George W. Bush umgibt mehr als nur ein Hauch von Wildwest-Mythos. Er sieht sich gern als Sheriff, der schnell zieht, um die Ordnung in der Stadt aufrechtzuerhalten. Tatsächlich aber ist er einer anderen Westernfigur viel ähnlicher: Dem Verkäufer der Wundermedizin, die alles heilt - Kopfschmerzen, Cholera und Impotenz, Schusswunden und Herzattacken. Die Bush-Wundermedizin heißt Demokratie: Sie soll alle Gebrechen des Nahen Ostens, überhaupt der ganzen Welt, heilen. Wenn nur die muslimischen Nationen die Medizin kaufen würden, wären alle Probleme gelöst, vor allem der israelisch-palästinensische Konflikt.

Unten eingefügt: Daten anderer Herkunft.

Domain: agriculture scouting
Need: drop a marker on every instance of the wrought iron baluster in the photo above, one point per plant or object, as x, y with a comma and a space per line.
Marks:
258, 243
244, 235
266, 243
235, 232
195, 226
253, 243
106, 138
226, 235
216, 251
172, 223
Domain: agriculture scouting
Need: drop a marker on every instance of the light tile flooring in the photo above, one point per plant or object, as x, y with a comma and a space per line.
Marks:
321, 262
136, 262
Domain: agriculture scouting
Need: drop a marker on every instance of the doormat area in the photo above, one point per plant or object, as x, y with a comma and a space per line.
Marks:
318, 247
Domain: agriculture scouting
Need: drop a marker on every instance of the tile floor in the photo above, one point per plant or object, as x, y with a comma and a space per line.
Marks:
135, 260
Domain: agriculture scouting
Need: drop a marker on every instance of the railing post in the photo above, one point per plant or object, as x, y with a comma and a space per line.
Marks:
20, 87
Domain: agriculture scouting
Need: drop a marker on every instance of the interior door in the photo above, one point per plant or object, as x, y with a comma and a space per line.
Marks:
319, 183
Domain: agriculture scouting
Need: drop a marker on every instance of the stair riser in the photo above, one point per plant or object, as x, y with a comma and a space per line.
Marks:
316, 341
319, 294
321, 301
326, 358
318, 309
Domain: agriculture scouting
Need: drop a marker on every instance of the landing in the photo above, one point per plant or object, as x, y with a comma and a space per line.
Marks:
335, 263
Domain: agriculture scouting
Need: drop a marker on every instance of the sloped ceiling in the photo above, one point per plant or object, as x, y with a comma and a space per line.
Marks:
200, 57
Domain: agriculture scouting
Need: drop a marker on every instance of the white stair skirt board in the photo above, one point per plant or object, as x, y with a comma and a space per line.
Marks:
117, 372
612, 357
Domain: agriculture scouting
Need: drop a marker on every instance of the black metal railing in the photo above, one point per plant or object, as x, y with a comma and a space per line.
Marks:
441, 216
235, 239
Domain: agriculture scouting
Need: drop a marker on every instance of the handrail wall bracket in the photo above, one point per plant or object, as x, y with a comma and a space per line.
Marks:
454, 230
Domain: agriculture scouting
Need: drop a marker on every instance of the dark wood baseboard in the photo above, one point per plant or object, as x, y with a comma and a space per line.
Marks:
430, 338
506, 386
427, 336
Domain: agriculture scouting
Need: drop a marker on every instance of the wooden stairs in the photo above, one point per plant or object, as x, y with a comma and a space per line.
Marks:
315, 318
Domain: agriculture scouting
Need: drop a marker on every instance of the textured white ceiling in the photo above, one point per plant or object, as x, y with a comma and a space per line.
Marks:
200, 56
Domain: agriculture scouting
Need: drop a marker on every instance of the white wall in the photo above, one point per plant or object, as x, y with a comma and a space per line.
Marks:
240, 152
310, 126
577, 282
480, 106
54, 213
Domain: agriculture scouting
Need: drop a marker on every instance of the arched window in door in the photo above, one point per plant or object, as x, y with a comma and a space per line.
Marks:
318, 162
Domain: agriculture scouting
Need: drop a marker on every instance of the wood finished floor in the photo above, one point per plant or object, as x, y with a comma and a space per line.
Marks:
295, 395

Weil Israel bereits eine beispielhafte Demokratie ist, geführt von dem großen Demokraten Ariel Sharon, geht es eigentlich nur noch darum, den Palästinensern Demokratie zu verordnen und in den Autonomiegebieten Präsidentschafts- und Parlamentswahlen abhalten zu lassen. Ein Politiker wie George Bush braucht nun einmal einfache Lösungen - was gut ist für seine kleine Stadt in Texas, muss auch gut sein für Bagdad und Gaza.

Seit der Wiederwahl steigt das Selbstbewusstsein des amerikanischen Präsidenten. Er hat den glücklosen Colin Powell relegiert, so dass demnächst eine notorische Opportunistin das Außenministerium führen und niemand mehr die Entscheidungen des Weißen Hauses in Frage stellen wird - auch dann nicht, wenn George W. Bush sein Pferd zum Obersten Richter ernennt.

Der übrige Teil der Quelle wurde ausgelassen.